Member of the Grand National Assembly
- In office 20 October 1991 – 24 December 1995
- Constituency: Istanbul (1991)

Personal details
- Born: 1946 (age 79–80) Istanbul, Turkey
- Education: Robert College
- Alma mater: Denison University (BS) Stanford Graduate School of Business (MBA) Boğaziçi University (PhD)
- Occupation: Politician; businessman;

= Cem Kozlu =

Turkish businessman, politician and writer

Mehmet Cem Kozlu (born 1946, Istanbul) is a Turkish businessman, politician and writer. He was the CEO of Turkish Airlines before joining the Motherland Party and becoming an MP.

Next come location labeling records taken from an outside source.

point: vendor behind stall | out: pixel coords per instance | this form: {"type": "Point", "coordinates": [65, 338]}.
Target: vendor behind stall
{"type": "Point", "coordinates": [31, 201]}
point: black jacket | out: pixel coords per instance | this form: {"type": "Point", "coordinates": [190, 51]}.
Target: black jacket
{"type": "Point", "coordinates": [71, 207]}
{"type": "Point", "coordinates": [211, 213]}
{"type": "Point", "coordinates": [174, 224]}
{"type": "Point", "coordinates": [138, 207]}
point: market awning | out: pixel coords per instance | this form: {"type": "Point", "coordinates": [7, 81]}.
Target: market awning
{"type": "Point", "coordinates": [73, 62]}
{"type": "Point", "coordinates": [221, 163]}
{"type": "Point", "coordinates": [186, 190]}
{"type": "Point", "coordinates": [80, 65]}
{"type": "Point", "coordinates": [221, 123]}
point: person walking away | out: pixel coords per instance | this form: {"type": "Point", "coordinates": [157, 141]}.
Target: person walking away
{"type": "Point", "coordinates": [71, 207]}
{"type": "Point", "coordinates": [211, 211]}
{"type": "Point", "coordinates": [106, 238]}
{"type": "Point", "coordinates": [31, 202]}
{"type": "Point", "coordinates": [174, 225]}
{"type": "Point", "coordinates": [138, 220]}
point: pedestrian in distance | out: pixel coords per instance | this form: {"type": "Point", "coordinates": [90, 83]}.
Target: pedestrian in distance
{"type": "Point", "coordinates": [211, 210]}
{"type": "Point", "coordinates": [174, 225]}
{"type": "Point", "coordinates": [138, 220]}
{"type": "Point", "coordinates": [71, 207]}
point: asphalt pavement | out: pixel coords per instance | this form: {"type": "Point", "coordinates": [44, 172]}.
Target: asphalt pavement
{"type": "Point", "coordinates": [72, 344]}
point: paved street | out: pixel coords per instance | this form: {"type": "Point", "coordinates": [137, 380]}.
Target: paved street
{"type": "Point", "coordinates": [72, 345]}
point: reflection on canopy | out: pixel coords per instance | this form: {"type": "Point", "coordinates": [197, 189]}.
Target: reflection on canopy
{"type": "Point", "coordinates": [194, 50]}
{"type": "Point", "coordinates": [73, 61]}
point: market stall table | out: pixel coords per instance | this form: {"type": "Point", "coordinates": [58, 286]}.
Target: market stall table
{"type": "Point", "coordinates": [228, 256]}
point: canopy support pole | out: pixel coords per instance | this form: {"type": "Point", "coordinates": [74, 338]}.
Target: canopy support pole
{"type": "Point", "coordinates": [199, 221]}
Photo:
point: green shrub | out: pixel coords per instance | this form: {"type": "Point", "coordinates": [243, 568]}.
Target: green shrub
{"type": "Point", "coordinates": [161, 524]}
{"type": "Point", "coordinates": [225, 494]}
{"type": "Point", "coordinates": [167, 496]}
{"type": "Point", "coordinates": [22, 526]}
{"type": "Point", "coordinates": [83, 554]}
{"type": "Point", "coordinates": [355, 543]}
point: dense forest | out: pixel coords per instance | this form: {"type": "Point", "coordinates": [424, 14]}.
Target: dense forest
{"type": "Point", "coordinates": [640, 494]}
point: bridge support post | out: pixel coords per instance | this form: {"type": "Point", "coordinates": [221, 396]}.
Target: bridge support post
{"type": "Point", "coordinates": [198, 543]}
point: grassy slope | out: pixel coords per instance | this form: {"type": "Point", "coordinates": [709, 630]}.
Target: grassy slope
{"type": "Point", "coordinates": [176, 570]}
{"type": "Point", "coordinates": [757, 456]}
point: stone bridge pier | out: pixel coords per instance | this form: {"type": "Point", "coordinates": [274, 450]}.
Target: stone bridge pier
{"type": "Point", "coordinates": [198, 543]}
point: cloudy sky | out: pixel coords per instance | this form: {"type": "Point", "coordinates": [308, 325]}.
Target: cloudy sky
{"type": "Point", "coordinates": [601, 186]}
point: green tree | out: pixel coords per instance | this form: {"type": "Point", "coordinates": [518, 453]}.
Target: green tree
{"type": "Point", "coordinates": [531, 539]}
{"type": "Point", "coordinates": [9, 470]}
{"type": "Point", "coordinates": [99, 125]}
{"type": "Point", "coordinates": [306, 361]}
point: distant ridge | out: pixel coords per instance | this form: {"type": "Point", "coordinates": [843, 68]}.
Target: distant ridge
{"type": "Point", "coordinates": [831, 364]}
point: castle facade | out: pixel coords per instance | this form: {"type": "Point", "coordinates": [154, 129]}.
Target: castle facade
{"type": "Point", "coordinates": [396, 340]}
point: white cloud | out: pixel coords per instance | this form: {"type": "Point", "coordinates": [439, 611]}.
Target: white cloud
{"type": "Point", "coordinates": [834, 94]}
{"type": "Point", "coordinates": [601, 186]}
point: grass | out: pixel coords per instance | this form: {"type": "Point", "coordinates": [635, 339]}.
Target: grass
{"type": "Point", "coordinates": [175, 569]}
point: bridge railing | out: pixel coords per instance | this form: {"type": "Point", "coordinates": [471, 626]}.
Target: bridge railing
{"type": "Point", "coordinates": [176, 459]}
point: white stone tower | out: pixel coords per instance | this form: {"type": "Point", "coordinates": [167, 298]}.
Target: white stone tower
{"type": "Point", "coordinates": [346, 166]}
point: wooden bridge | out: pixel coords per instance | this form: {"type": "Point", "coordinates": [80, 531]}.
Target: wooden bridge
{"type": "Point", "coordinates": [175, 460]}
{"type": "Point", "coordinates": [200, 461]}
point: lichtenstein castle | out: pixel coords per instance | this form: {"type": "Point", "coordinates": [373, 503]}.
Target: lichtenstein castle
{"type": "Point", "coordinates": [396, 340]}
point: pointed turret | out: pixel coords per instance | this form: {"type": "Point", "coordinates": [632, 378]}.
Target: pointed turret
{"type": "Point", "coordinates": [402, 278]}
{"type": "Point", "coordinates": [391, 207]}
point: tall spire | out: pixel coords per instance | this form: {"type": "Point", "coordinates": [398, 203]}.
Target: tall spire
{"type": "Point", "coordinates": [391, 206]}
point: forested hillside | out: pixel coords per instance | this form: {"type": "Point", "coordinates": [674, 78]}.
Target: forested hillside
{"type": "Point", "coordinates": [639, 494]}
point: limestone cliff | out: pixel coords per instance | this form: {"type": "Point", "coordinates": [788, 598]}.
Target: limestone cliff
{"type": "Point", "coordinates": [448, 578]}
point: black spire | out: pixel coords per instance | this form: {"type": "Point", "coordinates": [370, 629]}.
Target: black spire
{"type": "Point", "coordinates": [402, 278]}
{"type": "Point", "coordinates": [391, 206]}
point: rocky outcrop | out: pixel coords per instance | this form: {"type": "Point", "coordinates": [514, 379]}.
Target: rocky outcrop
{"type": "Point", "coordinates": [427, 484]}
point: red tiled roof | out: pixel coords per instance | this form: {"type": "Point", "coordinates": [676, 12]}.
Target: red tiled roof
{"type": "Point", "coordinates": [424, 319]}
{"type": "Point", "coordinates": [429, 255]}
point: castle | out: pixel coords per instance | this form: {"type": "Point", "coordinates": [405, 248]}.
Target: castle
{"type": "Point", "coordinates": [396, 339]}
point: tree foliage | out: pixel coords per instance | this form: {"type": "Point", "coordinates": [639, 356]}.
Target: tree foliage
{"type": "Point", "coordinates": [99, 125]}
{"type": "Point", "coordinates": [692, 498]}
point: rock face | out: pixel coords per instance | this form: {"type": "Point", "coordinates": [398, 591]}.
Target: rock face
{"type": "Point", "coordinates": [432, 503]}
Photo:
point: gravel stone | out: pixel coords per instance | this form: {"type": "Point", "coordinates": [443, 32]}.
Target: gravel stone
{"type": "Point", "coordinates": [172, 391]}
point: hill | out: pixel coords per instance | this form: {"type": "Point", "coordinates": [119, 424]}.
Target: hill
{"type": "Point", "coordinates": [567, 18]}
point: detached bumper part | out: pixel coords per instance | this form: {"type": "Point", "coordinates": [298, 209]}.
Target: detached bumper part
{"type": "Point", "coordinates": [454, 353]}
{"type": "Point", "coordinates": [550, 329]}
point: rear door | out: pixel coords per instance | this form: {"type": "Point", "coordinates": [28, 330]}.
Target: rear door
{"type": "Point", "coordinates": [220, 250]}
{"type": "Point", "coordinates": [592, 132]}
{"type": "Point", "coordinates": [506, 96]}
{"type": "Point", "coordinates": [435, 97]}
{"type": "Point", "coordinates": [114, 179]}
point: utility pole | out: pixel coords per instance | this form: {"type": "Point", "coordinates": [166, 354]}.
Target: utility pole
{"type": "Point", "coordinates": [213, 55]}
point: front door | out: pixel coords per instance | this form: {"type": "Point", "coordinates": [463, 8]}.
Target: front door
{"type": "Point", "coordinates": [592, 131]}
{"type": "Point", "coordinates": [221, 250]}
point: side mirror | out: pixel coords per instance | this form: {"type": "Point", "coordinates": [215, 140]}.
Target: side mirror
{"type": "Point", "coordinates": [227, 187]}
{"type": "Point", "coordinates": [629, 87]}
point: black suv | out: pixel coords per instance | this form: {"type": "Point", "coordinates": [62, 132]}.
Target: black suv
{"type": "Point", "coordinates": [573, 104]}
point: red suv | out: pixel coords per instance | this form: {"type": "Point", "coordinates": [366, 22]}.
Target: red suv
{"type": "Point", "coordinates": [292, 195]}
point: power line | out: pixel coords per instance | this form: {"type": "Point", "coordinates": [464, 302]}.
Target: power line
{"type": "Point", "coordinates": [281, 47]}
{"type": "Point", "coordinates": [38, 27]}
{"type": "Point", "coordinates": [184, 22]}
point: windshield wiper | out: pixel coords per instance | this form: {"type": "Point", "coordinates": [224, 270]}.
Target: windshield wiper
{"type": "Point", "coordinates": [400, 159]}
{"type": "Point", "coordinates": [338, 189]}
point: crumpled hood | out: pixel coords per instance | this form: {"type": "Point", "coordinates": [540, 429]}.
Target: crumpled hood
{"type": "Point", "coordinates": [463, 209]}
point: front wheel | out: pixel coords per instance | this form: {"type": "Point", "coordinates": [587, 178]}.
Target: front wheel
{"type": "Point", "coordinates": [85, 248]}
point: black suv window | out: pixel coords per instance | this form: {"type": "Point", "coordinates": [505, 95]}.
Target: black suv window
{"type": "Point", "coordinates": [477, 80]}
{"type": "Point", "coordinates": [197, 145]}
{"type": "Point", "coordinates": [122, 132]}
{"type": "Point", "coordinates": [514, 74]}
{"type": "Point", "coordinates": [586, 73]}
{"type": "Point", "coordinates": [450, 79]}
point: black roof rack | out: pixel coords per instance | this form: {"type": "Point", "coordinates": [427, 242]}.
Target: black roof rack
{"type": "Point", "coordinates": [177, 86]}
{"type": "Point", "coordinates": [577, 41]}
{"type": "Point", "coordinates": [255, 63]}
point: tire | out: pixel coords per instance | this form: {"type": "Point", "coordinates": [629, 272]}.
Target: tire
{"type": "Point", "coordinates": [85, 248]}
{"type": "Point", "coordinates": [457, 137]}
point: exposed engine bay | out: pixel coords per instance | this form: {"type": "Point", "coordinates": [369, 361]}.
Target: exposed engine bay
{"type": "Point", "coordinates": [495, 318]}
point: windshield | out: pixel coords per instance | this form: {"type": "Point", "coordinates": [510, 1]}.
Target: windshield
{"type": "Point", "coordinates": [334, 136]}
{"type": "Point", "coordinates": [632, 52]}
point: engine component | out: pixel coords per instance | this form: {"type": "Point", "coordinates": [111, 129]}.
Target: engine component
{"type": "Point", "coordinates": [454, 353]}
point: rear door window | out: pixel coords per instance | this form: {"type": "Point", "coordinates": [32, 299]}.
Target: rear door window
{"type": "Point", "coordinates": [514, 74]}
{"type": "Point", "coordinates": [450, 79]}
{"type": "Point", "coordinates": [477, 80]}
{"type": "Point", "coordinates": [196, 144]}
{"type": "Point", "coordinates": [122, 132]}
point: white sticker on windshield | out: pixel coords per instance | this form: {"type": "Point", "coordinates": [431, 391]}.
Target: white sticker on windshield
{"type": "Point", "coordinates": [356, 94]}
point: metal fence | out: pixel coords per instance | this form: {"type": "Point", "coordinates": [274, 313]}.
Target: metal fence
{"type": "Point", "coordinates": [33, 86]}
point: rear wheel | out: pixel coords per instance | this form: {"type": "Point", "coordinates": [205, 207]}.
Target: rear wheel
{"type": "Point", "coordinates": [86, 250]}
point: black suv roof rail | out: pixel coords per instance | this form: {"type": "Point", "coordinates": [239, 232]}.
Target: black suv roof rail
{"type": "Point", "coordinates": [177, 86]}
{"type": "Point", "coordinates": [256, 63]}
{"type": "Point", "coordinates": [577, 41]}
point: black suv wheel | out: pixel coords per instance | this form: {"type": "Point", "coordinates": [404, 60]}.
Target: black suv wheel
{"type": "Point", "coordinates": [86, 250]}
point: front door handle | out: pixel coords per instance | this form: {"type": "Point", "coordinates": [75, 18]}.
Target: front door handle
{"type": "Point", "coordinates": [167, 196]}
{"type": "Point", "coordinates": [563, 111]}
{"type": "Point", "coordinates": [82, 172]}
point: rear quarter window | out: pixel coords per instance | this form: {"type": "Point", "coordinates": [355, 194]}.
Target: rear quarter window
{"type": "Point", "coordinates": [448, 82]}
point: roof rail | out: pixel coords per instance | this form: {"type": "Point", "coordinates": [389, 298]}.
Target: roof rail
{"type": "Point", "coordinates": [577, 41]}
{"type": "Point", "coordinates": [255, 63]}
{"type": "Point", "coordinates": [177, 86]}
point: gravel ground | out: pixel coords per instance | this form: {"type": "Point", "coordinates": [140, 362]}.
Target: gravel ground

== Early and personal life ==
Kozlu was born in 1946 in Istanbul. He studied at Robert College, Denison University, Stanford University and Boğaziçi University.
Kozlu is married and has two children.

== Career ==
Kozlu was the CEO of Turkish Airlines from 1988 to 1991. During his time in this position, the management approach of the airline changed to give more importance to IT. After leaving, he became an MP at the 19th Parliament of Turkey for the Motherland Party. From 1997 to 2003, he returned to Turkish Airlines and became the chairman of the board. He later worked at The Coca-Cola Company in several positions before retiring in 2006. Kozlu has written 9 books.